IPv4 has run out of large address blocks, as of 2011. IPv6 has reached a mature level of development. Most common operating systems provide excellent IPv6 support.
Yet conversion has been slow. Many ISPs still provide limited (to nonexistent) support, and inexpensive IPv6 firewalls to replace the ubiquitous consumer-grade NAT routers are just beginning to appear. Time will tell how all this evolves. However, while IPv6 has now been around for twenty years, top-level IPv4 address blocks disappeared much more recently. It is quite possible that this will prove to be just the catalyst IPv6 needs.
Exercises are given fractional (floating point) numbers, to allow for interpolation of new exercises.
1.0. Each IPv6 address is associated with a specific solicited-node multicast address.
(a). Explain why, on a typical Ethernet, if the original IPv6 host address was obtained via SLAAC then the LAN multicast group corresponding to the host’s solicited-node multicast addresses is likely to be small, in many cases consisting of one host only. (Packet delivery to small LAN multicast groups can be much more efficient than delivery to large multicast groups.)
(b). What steps might a DHCPv6 server take to ensure that, for the IPv6 addresses it hands out, the LAN multicast groups corresponding to the host addresses’ solicited-node multicast addresses will be small?
2.0. If an attacker sends a large number of probe packets via IPv4, you can block them by blocking the attacker’s IP address. Now suppose the attacker uses IPv6 to launch the probes; for each probe, the attacker changes the low-order 64 bits of the address. Can these probes be blocked efficiently? If so, what do you have to block? Might you also be blocking other users?
3.0. Suppose someone tried to implement ping6 so that, if the address was a link-local address and no interface was specified, the ICMPv6 Echo Request was sent out all non-loopback interfaces. Could the end result be different than conventional ping6 with the correct interface supplied? If so, how likely is this?

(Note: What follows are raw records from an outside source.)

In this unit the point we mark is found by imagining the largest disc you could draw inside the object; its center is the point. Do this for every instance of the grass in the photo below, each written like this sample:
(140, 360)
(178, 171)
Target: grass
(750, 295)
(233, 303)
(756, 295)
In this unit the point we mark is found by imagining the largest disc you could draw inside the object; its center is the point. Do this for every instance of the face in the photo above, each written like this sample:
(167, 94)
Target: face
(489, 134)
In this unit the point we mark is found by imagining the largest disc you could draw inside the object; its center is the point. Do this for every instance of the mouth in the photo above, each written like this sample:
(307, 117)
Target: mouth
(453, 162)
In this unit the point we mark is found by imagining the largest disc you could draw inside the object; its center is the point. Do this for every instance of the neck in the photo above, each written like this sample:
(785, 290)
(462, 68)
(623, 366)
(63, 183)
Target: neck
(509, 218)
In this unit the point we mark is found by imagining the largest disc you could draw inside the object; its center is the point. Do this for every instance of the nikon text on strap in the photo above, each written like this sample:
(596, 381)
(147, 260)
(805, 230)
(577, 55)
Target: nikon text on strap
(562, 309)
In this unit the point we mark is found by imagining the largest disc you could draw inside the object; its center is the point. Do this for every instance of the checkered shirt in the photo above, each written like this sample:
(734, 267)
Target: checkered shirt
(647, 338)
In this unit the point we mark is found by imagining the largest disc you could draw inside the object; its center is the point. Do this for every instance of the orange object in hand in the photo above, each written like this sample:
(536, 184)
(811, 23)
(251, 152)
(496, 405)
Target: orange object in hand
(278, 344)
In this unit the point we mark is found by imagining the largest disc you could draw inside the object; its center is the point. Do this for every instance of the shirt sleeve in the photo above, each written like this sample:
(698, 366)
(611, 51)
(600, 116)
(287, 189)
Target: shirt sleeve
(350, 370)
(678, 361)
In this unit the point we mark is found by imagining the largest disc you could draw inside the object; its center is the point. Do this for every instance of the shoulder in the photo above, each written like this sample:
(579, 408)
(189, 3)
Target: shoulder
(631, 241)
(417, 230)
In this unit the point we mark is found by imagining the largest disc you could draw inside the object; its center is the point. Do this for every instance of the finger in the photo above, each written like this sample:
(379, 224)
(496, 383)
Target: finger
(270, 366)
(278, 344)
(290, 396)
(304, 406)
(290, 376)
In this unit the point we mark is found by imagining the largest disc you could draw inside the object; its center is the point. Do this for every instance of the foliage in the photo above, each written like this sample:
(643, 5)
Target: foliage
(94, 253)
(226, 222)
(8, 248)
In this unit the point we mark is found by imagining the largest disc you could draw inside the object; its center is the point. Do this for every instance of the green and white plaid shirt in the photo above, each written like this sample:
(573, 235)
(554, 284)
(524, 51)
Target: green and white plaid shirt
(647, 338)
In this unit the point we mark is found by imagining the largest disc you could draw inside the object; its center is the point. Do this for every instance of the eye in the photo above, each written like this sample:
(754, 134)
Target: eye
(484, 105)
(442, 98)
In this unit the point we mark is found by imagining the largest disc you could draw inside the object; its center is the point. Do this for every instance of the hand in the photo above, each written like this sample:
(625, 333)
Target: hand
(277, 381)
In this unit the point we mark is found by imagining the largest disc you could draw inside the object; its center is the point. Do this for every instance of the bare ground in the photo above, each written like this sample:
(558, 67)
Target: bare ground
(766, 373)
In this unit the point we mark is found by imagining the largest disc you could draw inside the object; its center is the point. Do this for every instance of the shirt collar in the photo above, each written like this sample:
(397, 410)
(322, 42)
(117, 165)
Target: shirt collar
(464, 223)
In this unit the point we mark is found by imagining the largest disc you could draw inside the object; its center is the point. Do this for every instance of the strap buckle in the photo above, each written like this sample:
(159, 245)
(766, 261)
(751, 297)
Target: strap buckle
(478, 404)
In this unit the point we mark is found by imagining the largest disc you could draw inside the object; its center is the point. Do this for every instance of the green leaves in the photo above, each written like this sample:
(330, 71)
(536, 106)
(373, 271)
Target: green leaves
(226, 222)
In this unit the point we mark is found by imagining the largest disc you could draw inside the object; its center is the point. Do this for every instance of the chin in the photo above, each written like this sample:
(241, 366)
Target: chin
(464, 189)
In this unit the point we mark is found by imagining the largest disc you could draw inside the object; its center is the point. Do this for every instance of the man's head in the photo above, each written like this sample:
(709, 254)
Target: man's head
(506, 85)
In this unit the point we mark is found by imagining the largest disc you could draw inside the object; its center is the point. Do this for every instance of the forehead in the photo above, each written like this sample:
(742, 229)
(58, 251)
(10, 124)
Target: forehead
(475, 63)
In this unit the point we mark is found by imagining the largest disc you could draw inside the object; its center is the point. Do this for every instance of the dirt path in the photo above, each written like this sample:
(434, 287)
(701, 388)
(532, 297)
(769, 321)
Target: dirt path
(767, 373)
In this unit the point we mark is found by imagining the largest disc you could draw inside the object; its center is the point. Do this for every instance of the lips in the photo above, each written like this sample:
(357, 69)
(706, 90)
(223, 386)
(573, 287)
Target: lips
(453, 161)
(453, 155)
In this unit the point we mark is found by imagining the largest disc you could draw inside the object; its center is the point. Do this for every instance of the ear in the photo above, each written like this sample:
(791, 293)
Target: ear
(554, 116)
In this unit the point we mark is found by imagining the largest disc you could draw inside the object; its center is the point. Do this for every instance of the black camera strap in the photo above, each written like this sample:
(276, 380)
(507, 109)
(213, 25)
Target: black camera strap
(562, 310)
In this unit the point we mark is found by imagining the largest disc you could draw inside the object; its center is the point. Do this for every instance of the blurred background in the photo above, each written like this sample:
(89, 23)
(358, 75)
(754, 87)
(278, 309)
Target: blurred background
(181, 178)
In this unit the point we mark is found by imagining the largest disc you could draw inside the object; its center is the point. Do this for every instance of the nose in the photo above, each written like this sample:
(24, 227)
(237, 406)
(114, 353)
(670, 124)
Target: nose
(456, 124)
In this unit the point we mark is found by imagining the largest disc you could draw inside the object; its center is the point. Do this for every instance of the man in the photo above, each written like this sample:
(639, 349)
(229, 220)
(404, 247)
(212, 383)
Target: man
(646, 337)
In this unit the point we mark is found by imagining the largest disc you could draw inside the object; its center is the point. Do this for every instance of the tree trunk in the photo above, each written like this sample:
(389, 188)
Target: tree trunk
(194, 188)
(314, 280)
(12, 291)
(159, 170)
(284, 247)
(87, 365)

4.0. Create an IPv6 ssh connection as in 8.12 IPv6 Examples Without a Router. Examine the connection’s packets using WireShark or the equivalent. Does the TCP handshake (12.3 TCP Connection Establishment) look any different over IPv6?
5.0. Create an IPv6 ssh connection using manually configured addresses as in 8.12.3 Manual address configuration. Again use WireShark or the equivalent to monitor the connection. Is DAD (8.7.1 Duplicate Address Detection) used?
6.0. An IPv6 fixed-header is 40 bytes. Taking this as the minimum packet size, how long will it take to send 1015 hosts (one quadrillion) probe packets to a site, if the bandwidth is 1 Gbps?
7.0. Suppose host A gets its IPv6 traffic through tunnel provider H, as in 8.13 IPv6 Connectivity via Tunneling. To improve security, A blocks all packets that are not part of connections it has initiated, and makes no exception for ICMPv6 traffic. H is correctly configured to know the MTU of the A–H link. For (a) and (b), this MTU is 1280, the minimum allowed for IPv6. Much of the Internet, however, allows larger MTU values.
A ─── H ─── Internet ─── B
(a). If A attempts to send a larger-than-1280-byte IPv6 packet to remote host B, will A be informed of the resultant failure? Why or why not?
(b). Suppose B attempts to send a larger-than-1280-byte IPv6 packet to A. Will B receive an ICMPv6
Packet Too Big message? Why or why not?
(c). Now suppose the MTU of the A–H link is raised to 1400 bytes. Outline a scenario in which A sends a packet of size greater than 1280 bytes to remote host B, the packet is too big to make it all the way to B, and yet A receives no notification of this.